What Fresh Hell is This
blank projects is currently presenting; What Fresh Hell is This, a solo show by James Webb. James Webb is a conceptual artist, known for his site-specific interventions and installations. His practice often involves sound, found objects and text, invoking a visual reference to the minimalist traditions. By shifting objects, techniques and forms beyond their original contexts and introducing them to new environments, Webb creates new spaces of tension. These spaces bind Webb’s background in religion, theatre and advertising, offering an inquiry into the economies of belief and dynamics of communication in our contemporary world.
The exhibition gathers new conceptual, visual and sonic concerns in a constellation of works relating to obfuscation, disruption, and perception.
In this exhibition, Webb investigates our ability to see, hear and become aware through sensing. Known objects, methods and mythologies are put under a microscope and given a new arena on which to reveal themselves —what can we extract from the psychology of Nigerian delta oil? How do we relate to laughter as a form of medicine and as a weapon? What can a statue of the Buddha, three rusted, wrought-iron statues of the Virgin Mary, a French bottle dryer and a piece of coral teach us about faith and connection in a time of disorientation and confusion?
Fragments of metaphors, aphorism, epigraphs and references (and the further assemblage of such fragments) compress, contract and expand depending on the viewer’s vantage point. Plurality interferes with how singular stories are regarded, interpreted and understood. The story of the Nossa Senhora Dos Milagro is among Webb’s assemblage of curiosities. In 1686 a Portuguese vessel en route from Goa to Lisboa shipwrecked on the Cape Agulhas coast. Among the many people on board were three French Catholic priests from the court of King Louis XIV sent to South East Asia to study the astronomy of the region, a group of Siamese Buddist monks and an ambassador to the King Narai of the Ayutthaya Kingdom as well as a group of guests to the king of Portugal, Dom Pedro II. The tale is filled with bizarre stories of confusion and disorientation—an attempt to cook and eat a leather hat and the Ambassador’s shoe. Distress walks alongside hope and faith.

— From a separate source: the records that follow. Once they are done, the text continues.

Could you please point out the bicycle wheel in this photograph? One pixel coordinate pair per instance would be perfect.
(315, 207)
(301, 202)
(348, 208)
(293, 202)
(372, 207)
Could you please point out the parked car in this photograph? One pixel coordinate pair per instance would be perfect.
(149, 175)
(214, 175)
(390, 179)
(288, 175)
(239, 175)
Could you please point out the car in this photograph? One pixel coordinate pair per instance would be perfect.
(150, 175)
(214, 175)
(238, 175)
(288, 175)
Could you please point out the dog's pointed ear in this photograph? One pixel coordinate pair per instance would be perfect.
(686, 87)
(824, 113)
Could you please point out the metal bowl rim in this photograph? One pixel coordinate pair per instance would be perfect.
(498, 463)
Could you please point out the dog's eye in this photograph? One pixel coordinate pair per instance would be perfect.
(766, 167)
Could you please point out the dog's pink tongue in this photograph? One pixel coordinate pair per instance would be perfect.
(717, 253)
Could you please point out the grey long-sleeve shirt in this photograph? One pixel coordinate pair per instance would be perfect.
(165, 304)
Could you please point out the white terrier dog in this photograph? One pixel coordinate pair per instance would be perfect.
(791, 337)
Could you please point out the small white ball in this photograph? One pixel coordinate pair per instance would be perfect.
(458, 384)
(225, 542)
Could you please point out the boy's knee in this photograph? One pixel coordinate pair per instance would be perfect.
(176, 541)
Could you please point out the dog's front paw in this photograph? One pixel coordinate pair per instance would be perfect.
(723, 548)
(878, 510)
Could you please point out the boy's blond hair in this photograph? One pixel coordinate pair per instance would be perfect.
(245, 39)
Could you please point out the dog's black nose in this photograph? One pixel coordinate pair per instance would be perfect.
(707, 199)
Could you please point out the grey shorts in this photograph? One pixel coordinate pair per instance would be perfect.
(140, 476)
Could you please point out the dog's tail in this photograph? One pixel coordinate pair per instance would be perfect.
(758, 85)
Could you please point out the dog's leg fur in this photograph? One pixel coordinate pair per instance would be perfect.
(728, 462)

Webb’s approach suggests fluidity, transitory configuration and multiplicity, all of which offer inspiration and function as a palimpsest upon which a collection of ideas, inquiries and provocations gather in a more robust sense. Throughout the exhibition, Webb uses an ellipsis as a tool to further fragment narrative, interrupting himself and the viewer—slight pauses, hesitations and outbursts all work together in this multisensory experience.
The omission of a question mark within the title; What Fresh Hell is This, points us to a world of the unanswerable; who else was among the passengers of the Nossa Senhora Dos Milagro? Does treasure lie in the underbelly of the Agulhas? How can we fully enter into the beauty of a gallon of crude oil? How else could history have been written?
Through this exhibition, James Webb does not offer up a complete and coherent narrative; the viewer is merely provided with a pattern that functions as a searchlight in the fog— the disconnection is the connection, the incoherence is the coherence and the discontinuity is the continuity.